Simulation / Modeling / Design

Building Recommender Systems Faster Using Jupyter Notebooks from NGC

The NVIDIA NGC team is hosting a webinar with live Q&A to dive into this Jupyter notebook available from the NGC catalog. Learn how to use these resources to kickstart your AI journey. Register now: NVIDIA NGC Jupyter Notebook Day: Recommender System.

Recommender systems deal with predicting user preferences for products based on historical behavior and are widespread in online retail for product recommendations, in social media for targeted ads, in streaming video and music platforms for providing user centric content, and more.

In my previous post, Building Image Segmentation Faster Using Jupyter Notebooks from NGC, I discussed some of the problems inherent in building, training, and optimizing state-of-the-art models. I also explained how NGC is now adding sample Jupyter notebooks, complete with instructions on how to train and deploy a model using these artefacts from the NGC Catalog.

In this post, I show how you can use the sample recommendation system notebook. The trained model in this notebook predicts the rate of a movie for a user and recommends movies.

Recommender system

The Variational Autoencoder (VAE) shown here is an optimized implementation of the architecture first described in Variational Autoencoders for Collaborative Filtering and can be used for recommendation tasks. The Jupyter notebook shows the process of training and testing the VAE model. The model consists of two parts: the encoder and decoder. The encoder transforms the vector, which contains the interactions for a specific user, into a n-dimensional variational distribution. You can use this variational distribution to obtain a latent representation of a user. This latent representation is then fed into the decoder. The result is a vector of item interaction probabilities for a particular user.

The Variational Autoencoder (VAE) shown here is an optimized implementation of the architecture first described in Variational Autoencoders for Collaborative Filtering and can be used for recommendation tasks
Figure 1. Model architecture for recommender systems.

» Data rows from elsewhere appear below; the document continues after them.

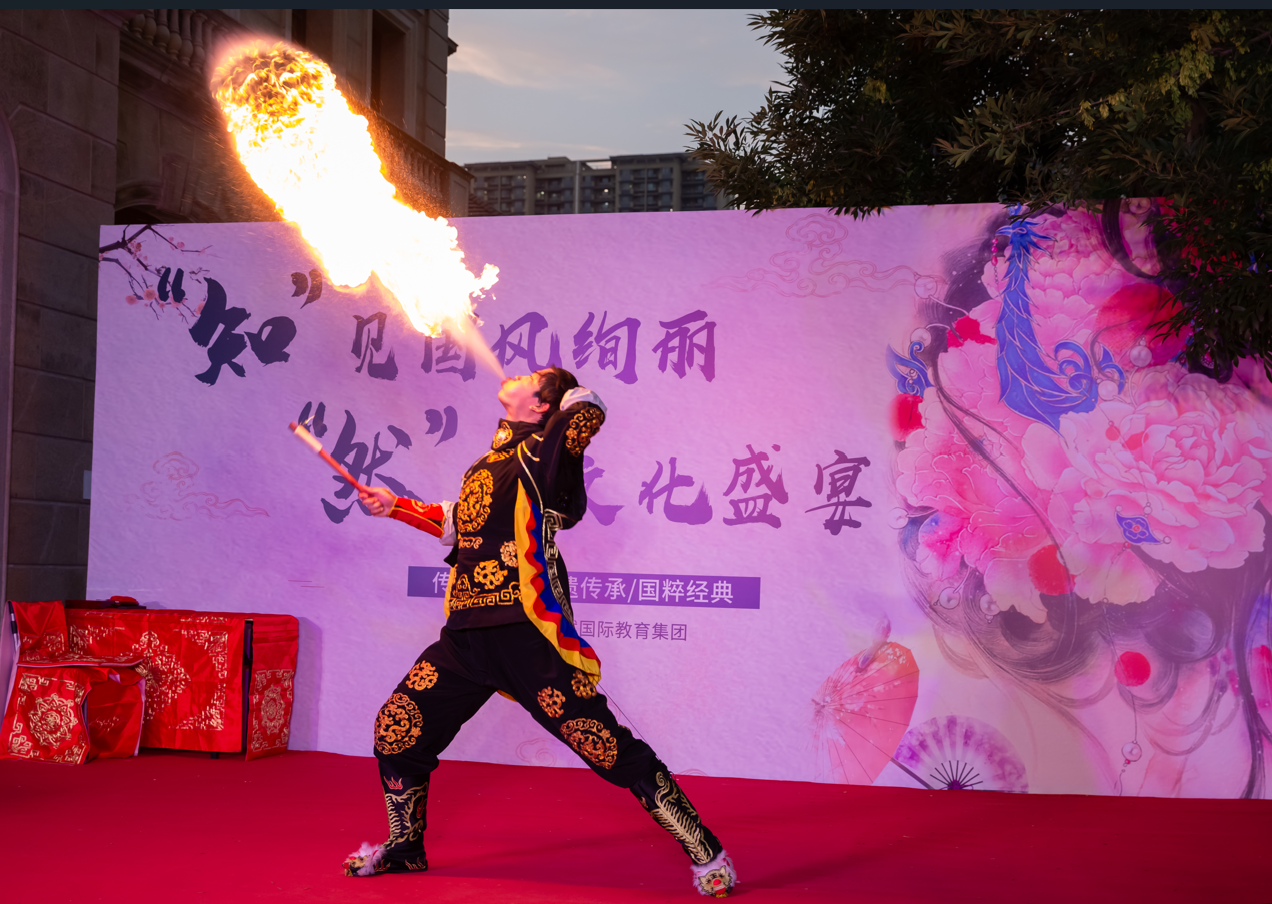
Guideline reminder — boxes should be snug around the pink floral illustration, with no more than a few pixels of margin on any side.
[897,211,1272,622]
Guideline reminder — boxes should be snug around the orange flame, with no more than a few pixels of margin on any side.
[212,43,499,336]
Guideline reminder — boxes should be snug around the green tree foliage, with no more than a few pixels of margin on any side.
[689,10,1272,373]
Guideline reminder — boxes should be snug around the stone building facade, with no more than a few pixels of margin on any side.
[0,9,471,600]
[466,154,730,216]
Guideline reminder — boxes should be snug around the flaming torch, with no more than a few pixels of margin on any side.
[212,43,502,493]
[212,43,499,340]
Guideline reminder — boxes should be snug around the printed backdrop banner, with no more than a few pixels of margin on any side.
[88,205,1272,797]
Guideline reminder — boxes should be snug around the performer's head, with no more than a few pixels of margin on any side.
[499,367,579,423]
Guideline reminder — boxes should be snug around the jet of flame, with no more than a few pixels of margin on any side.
[212,43,499,338]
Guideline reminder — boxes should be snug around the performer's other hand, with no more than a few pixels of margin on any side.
[357,487,397,517]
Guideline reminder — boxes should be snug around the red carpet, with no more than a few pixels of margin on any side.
[0,751,1272,904]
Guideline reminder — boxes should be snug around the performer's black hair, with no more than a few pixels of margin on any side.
[536,367,579,423]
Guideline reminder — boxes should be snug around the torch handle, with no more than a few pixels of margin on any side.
[287,421,371,493]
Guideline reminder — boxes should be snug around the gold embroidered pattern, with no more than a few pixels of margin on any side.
[406,659,438,690]
[565,406,605,458]
[27,697,76,748]
[384,782,429,854]
[641,770,715,866]
[561,718,615,767]
[539,688,565,718]
[570,669,597,699]
[375,694,424,755]
[455,468,495,534]
[449,575,522,610]
[473,558,508,590]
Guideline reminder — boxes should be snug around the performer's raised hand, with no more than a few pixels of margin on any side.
[357,487,397,517]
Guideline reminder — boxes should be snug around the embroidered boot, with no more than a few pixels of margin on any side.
[631,760,738,898]
[345,765,429,876]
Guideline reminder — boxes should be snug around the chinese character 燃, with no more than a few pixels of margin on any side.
[490,310,561,371]
[574,312,640,384]
[636,458,712,524]
[654,310,716,383]
[316,406,404,524]
[808,449,870,537]
[724,442,790,528]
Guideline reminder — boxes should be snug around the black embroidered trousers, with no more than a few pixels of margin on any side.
[375,622,665,788]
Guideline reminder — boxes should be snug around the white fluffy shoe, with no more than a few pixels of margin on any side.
[689,851,738,898]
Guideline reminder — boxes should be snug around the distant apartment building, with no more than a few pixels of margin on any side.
[466,154,728,216]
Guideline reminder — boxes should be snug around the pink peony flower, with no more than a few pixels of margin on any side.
[1024,365,1272,604]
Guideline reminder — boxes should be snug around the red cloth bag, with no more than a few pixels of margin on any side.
[86,668,146,759]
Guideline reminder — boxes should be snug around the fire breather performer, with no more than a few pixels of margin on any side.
[345,367,736,898]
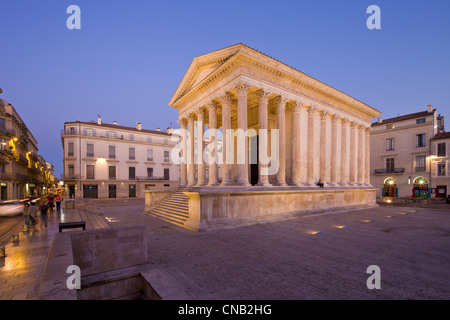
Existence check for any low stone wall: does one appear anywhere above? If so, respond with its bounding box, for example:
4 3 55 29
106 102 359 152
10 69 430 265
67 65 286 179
38 225 148 300
144 190 176 213
185 188 378 231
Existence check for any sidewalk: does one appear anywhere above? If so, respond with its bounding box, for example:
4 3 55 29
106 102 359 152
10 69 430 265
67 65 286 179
0 205 108 300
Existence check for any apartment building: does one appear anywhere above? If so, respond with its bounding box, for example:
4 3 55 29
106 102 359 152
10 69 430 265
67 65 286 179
61 117 179 199
0 99 55 200
430 132 450 198
370 105 446 198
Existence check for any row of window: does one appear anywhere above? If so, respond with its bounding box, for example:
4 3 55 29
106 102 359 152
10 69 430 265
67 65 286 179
67 142 170 162
66 127 169 145
68 164 170 180
386 156 446 176
386 133 447 157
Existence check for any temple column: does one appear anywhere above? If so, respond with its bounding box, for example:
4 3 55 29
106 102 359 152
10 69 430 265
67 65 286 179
234 82 250 186
187 113 195 187
330 115 342 186
220 92 234 186
340 118 350 186
208 101 219 186
291 102 303 186
179 118 188 187
357 126 366 186
350 122 359 186
320 111 331 185
307 107 320 186
364 127 372 186
276 96 287 186
196 107 205 187
257 89 271 187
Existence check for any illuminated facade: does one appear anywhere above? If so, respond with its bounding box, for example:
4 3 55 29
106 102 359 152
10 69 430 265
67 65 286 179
144 44 380 230
370 105 447 198
0 100 54 200
61 117 179 199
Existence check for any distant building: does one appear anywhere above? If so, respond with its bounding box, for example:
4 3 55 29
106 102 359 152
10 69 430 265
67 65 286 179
431 132 450 198
0 99 54 200
370 105 448 198
61 117 179 199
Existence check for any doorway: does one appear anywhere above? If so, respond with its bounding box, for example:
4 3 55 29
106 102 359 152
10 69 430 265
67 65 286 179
436 186 447 198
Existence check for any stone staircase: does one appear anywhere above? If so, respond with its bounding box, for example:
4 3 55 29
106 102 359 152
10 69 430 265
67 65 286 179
150 187 189 228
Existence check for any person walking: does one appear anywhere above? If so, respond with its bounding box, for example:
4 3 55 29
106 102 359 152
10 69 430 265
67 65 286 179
55 194 62 212
39 200 48 229
28 201 37 226
47 194 55 212
23 201 30 231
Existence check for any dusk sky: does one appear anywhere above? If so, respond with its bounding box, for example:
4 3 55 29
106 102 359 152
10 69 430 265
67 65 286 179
0 0 450 178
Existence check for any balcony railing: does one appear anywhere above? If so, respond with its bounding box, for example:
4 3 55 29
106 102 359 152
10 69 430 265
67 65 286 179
136 176 167 181
61 174 81 180
375 168 405 174
61 128 178 146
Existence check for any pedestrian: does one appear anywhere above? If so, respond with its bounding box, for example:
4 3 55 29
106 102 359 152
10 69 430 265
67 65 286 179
55 194 62 212
47 194 55 212
28 201 37 226
23 201 30 231
39 200 48 229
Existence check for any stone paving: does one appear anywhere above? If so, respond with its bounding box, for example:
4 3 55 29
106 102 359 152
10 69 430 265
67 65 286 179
0 205 450 300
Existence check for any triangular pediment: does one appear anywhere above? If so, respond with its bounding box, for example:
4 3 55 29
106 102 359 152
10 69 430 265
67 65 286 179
169 44 244 105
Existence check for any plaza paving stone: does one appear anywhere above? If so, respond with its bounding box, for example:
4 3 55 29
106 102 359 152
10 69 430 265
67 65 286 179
0 205 450 300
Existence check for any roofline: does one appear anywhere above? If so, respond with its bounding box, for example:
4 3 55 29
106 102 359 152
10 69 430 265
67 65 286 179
64 120 172 136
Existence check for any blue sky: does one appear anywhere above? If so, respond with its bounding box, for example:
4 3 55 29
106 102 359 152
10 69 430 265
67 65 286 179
0 0 450 177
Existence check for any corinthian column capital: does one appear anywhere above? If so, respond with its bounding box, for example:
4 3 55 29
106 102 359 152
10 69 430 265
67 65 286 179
234 81 251 96
275 96 289 108
258 89 272 102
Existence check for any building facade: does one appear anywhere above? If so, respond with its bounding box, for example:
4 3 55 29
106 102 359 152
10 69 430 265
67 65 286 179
61 117 179 199
0 99 54 200
144 44 380 229
370 105 444 198
430 132 450 198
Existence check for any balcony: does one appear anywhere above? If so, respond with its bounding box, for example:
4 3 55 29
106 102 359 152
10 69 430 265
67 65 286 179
375 168 405 175
136 176 166 181
60 174 81 180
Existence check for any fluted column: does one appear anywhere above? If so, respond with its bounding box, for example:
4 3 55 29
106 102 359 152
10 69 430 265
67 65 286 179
258 89 271 187
208 101 219 186
275 96 287 186
307 107 320 186
357 126 366 186
320 111 331 185
291 102 303 186
179 118 188 187
340 119 350 186
330 115 342 186
197 107 205 187
187 113 195 186
350 122 359 186
220 92 234 186
234 82 250 186
364 127 372 186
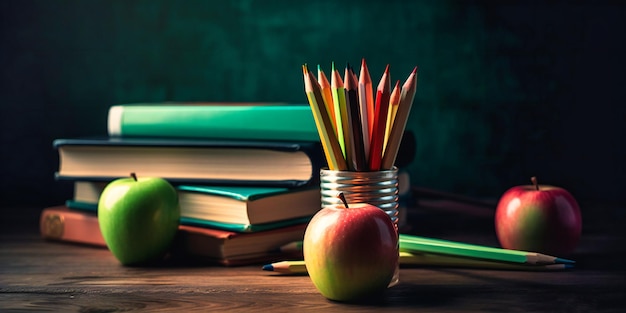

The following features were implemented in this model:

  • Sparse matrix support
  • Data-parallel multi-GPU training
  • Dynamic loss scaling with backoff for tensor cores (mixed precision) training
  • Feature support matrix

To follow this tutorial, ensure that you have the following resources:

Clone the repository

You can find the resources related to this model on the NGC Catalog resources page. The resource can be downloaded manually from the top right menu or by using the wget resource command.

The image shows the VAE Recommender Model page, with all the pull instructions, documentation for setting up the model and the necessary performance metrics associated with this model.
Figure 2. Resource landing page for VAE Recommender Model in the NGC Catalog.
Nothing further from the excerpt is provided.